📂Topological Data Analysis

Free groups in Abstract Algebra

Definition ¹

1. Given an index set $I \ne \emptyset$, let’s refer to the set $A := \left\{ a_{i} : i \in I \right\}$ as the alphabet, and its elements $a_{i} \in A$ as letters.
2. For an integer $n \in \mathbb{Z}$, expressions like $a_{i}^{n}$ are referred to as syllables. A finite juxtaposition of these, $w$, is called a word.
3. A syllable $a_{i}^{n} a_{i}^{m}$ can be represented as $a_{i}^{n+m}$, this is called elementary contraction. A word that can no longer undergo elementary contraction is called a reduced word, especially $1 := a_{i}^{0}$ is called empty word.
4. Let’s denote by $F [A]$, the set of all reduced words that can be formed with letters from the alphabet $A$. Define a binary operation $\cdot : F[A]^{2} \to F[A]$ on two words $w_{1} , w_{2} \in F[A]$ such that $w_{1} \cdot w_{2}$ appears in reduced form. The group $\left( F[A], \cdot \right)$ is called the Free group generated by $A$.
5. If $G$ is a group with elements of set $A := \left\{ a_{i} : i \in I \right\}$ as generators, and there exists an isomorphism $\phi : G \to F [A]$ with $\phi \left( a_{i} \right) = a_{i}$, then we say that $G$ is Free on $A$, and call $a_{i}$ the free generators of $G$.
6. A group that is free on a set $A \ne \emptyset$ is defined as a Free group, and the cardinality $|A|$ of set $A$ is called the rank of the free group.

Explanation

Despite the lengthy definitions, everything becomes straightforward with examples. Don’t be alarmed by terms like ‘alphabet’ or ‘word’. The term algebra itself refers to the study of substituting numbers with letters. Considering this, the approach of applying operations to sets might have seemed too abstract at first. In fact, after defining free groups, the terms mentioned in definition 4 are hardly used. Let’s comfortably look at some examples.

Alphabet and Letters

$$A = \left\{ a, b \right\}$$

Considering the above alphabet, there are only two letters, $a$ and $b$.

Syllables and Words

For the alphabet $A$, $$a^{2} , b^{3}, b^{-1}$$ are all syllables. They are mentioned in the sense of being listed finitely and with duplication allowed, hence the term juxtaposition is used, and by definition, they are simply called words. $$a^{2} b \\ bbab \\ b^{-2} a a a^{-2} b a^{-24}$$

Reduced Words and Empty Word

As an example, let’s examine the process by which the last word $b^{-2} a a a^{-2} b a^{-24}$ is reduced. $$\begin{align*} & b^{-2} a a a^{-2} b a^{-24} \\ =& b^{-2} a^{2} a^{-2} b a^{-24} \\ =& b^{-2} a^{0} b a^{-24} \\ =& b^{-2} 1 b a^{-24} \\ =& b^{-2} b a^{-24} \\ =& b^{-1} a^{-24} \end{align*}$$ Here, $a^{0} = 1$ functions much like an identity element, and indeed, it’s called the Empty Word. After becoming a group, we don’t necessarily have to write $1$ in the alphabet.

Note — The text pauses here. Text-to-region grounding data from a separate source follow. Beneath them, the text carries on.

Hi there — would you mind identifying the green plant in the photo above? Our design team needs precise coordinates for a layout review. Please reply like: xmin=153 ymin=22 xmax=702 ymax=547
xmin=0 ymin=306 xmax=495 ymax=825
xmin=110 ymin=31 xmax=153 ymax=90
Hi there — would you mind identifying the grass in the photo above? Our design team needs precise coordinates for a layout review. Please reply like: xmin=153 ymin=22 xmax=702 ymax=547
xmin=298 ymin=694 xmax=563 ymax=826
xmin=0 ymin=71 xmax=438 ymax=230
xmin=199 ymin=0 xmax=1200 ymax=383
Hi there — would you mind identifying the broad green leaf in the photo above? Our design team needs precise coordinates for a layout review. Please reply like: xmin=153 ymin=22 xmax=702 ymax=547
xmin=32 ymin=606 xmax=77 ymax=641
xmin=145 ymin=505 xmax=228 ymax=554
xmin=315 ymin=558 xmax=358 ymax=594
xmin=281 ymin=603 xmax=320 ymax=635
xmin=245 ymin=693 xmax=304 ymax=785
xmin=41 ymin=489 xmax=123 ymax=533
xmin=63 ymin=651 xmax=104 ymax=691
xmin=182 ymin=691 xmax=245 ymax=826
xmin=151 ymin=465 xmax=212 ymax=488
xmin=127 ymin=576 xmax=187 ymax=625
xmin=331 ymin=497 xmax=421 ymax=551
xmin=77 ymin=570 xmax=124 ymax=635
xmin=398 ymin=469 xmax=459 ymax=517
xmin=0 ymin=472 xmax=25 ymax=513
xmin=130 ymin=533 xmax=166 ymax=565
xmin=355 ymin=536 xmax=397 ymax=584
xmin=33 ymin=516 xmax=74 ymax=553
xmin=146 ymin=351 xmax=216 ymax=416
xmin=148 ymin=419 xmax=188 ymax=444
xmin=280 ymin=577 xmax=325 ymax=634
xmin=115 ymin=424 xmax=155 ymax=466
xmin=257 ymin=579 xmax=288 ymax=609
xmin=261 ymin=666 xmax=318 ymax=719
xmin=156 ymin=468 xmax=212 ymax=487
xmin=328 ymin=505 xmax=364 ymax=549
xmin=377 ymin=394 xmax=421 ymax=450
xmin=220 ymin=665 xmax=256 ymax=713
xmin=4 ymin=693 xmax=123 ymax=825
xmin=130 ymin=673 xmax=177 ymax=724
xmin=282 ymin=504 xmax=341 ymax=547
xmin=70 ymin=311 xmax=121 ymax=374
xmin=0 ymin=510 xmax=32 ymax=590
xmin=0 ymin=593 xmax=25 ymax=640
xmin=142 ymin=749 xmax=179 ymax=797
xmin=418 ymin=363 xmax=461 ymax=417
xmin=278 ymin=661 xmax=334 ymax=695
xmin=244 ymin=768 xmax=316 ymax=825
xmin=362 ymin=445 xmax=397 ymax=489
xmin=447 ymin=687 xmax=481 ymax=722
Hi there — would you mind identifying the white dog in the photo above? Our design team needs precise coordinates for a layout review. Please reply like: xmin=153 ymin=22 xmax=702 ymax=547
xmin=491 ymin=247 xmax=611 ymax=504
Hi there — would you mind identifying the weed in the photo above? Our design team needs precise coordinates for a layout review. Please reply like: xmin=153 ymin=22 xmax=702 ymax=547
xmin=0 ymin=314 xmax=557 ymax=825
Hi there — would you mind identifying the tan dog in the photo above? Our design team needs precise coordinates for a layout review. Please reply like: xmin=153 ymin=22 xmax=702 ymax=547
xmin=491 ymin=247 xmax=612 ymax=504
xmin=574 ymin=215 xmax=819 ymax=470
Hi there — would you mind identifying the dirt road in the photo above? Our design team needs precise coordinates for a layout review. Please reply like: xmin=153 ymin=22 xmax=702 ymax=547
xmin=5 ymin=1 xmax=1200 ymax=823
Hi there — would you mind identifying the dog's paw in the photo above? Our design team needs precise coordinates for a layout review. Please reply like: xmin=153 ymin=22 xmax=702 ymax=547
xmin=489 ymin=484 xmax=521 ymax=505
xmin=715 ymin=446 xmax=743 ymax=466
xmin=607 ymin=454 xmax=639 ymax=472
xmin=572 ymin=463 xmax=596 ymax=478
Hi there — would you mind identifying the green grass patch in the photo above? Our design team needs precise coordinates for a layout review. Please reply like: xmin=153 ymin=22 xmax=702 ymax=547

Free group generated by $A$

From the buildup so far, $\left( F[A], \cdot \right)$ naturally becomes a group. The identity element is the empty word $1$, and for every word $w$, there exists an inverse $w^{-1}$ that satisfies the following. $$w \cdot w^{-1} = w^{-1}\cdot w = 1$$ Originally, $F[A]$ is a group because specific identity and inverses are given. Thus, a free group is essentially ‘a group made to inevitably be a group’.

groups Free on $A$

$$F[A] = \left\{ \cdots , a^{-2} b^{-1} , a^{-1} b^{-1}, a^{-1}, b^{-1} , 1 , a , b , ab , a b a \cdots \right\}$$ Listing the elements of $F[A]$ as shown above. Although the definitions so far are intuitive and easy to understand, our interest actually lies in the general case of $G$. For instance, considering the group of integers $\left( \mathbb{Z} , + \right)$, since it’s a cyclic group with elements of $\left\{ 1 \right\}$ as generators and isomorphic to $F \left[ \left\{ a \right\} \right]$, it can be said to be free on $\left\{ a \right\}$.

Free groups and Rank

From the examples so far, $\mathbb{Z}$ is free on a singleton set $\left\{ a \right\}$ thus has a rank of $1$, and the free group generated by $A = \left\{ a,b \right\}$ is of rank $2$.